Another magnificent, unmissable 2xCD set. Disc one is the historic studio album recorded on December 9 1964, restored and remastered by original engineer Rudy Van Gelder from a newly discovered analogue tape to deliver a sound which puts all previous vinyl and digital reissues in the shade. Disc two includes two previously unreleased, long-rumoured-going-on-presumed-mythical recordings of the suite's opening movement, "Acknowledgement," made at Van Gelder's on December 10 by the classic quartet augmented by Archie Shepp on tenor saxophone and Art Davis on bass. So far, so heavenly. The reason the package qualifies for this Top Ten, however, is that disc two also includes the only known live performance Coltrane ever gave of the complete "A Love Supreme" suite, recorded for broadcast by French radio at the Antibes Jazz Festival on July 26 1965. The Antibes performance runs for eleven minutes longer than the studio LP and most of the extra time is given over to part three, "Pursuance," which includes an extended tenor solo during which Coltrane takes the already incandescent material even higher. In summer 1965, A Love Supreme was still to be released in France and some audience members, unprepared for the music, found it hard to take; there were, we are told, more than a few walk-outs.

John Coltrane
Live In Paris
Affinity / Charly, 1987

Recorded on the same 1965 tour as the July 26 Antibes "A Love Supreme," Live In Paris is a CD reissue of two LPs that were released on French label BYG in 1972 as Live In Paris Part 1 and Part 2. Most of the material was indeed recorded in Paris, at a concert at the Salle Pleyel on July 28, but two tracks, "Naima" and "Impressions," were recorded on the second night in Antibes, on July 27. Perhaps in order to to carry the audience with him, Coltrane had changed his set list. The Salle Pleyel performance comprises "Afro-Blue," "Impressions" and "Blue Valse," which is a mistitled 22:42 quartet recalibration of "Ascension," which Coltrane had recorded with a larger ensemble just a month earlier in New York. The Paris audience seems to have been hipper to late-period Coltrane than the jet-set Côte d'Azur festival crowd and it sounds as though the quartet, "Blue Valse" and all, was enthusiastically received.

John Coltrane
Live At The Village Vanguard Again!
Impulse, 1966

We end where we more or less began, at New York's Village Vanguard, but four-and-a-half years later. Live At The Village Vanguard Again! was recorded in May 1966, by which time McCoy Tyner and Elvin Jones had quit the quartet and Jimmy Garrison was on the verge of following them. The partings were regretted but amicable: the musicians respected Coltrane's right to pursue his new trajectory but complained that they were often literally unable to hear themselves above the uproar created by second drummer Rashied Ali and multiple guest saxophonists and percussionists. Jones, in addition, heartily disliked Ali, who at the time seems to have behaved like an ego on legs.

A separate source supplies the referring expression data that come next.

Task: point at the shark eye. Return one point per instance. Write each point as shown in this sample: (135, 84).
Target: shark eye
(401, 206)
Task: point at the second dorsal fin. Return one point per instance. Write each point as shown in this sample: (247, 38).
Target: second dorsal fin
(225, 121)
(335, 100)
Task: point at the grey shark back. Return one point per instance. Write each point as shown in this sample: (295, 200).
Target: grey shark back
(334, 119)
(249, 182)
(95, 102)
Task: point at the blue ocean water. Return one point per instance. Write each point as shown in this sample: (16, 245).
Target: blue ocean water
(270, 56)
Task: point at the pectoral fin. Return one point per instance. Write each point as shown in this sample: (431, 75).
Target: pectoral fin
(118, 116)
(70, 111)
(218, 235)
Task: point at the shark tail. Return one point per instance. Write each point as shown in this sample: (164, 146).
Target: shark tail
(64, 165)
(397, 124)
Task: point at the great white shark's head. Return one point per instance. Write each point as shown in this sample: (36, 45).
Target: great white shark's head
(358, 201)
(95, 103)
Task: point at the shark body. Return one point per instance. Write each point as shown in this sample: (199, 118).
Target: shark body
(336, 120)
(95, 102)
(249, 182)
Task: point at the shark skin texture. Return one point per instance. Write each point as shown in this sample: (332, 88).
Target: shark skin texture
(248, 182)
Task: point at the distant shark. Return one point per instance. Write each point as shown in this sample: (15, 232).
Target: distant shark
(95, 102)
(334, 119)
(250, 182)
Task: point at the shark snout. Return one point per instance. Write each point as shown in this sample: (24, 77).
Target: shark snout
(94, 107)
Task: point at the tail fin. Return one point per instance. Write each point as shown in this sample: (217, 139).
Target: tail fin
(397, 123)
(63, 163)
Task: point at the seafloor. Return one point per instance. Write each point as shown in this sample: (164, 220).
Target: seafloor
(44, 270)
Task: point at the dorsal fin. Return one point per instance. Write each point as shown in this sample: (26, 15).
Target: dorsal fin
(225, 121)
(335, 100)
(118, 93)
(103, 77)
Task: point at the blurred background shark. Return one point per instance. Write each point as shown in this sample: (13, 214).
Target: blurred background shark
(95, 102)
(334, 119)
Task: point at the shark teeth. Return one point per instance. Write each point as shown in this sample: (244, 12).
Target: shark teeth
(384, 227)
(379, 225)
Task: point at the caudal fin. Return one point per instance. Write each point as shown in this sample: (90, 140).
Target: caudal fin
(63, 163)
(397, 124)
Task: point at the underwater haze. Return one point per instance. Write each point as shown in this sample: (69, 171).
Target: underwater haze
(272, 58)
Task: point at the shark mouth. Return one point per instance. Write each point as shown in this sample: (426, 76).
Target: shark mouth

The lineup is Coltrane on tenor and soprano saxophones, bass clarinet and flute, Pharoah Sanders on tenor saxophone and flute, Alice Coltrane on piano, Jimmy Garrison on bass, Rashied Ali on drums and Emanuel Rahim on percussion. There are two tracks, explosive versions of "Naima" and "My Favorite Things." The album is not easy listening, but it is considerably more accessible than later live sets such as Concert In Japan (Impulse, 1973), recorded for radio in Tokyo in July 1966. As noted in the conclusion of the aforementioned John Coltrane: An Alternative Top Ten Albums, to get the most from Coltrane it is necessary to go the distance with him. That means absorbing albums which may not reveal their beauty first time around. Live At The Village Vanguard Again! is a blinder. You are in for a treat.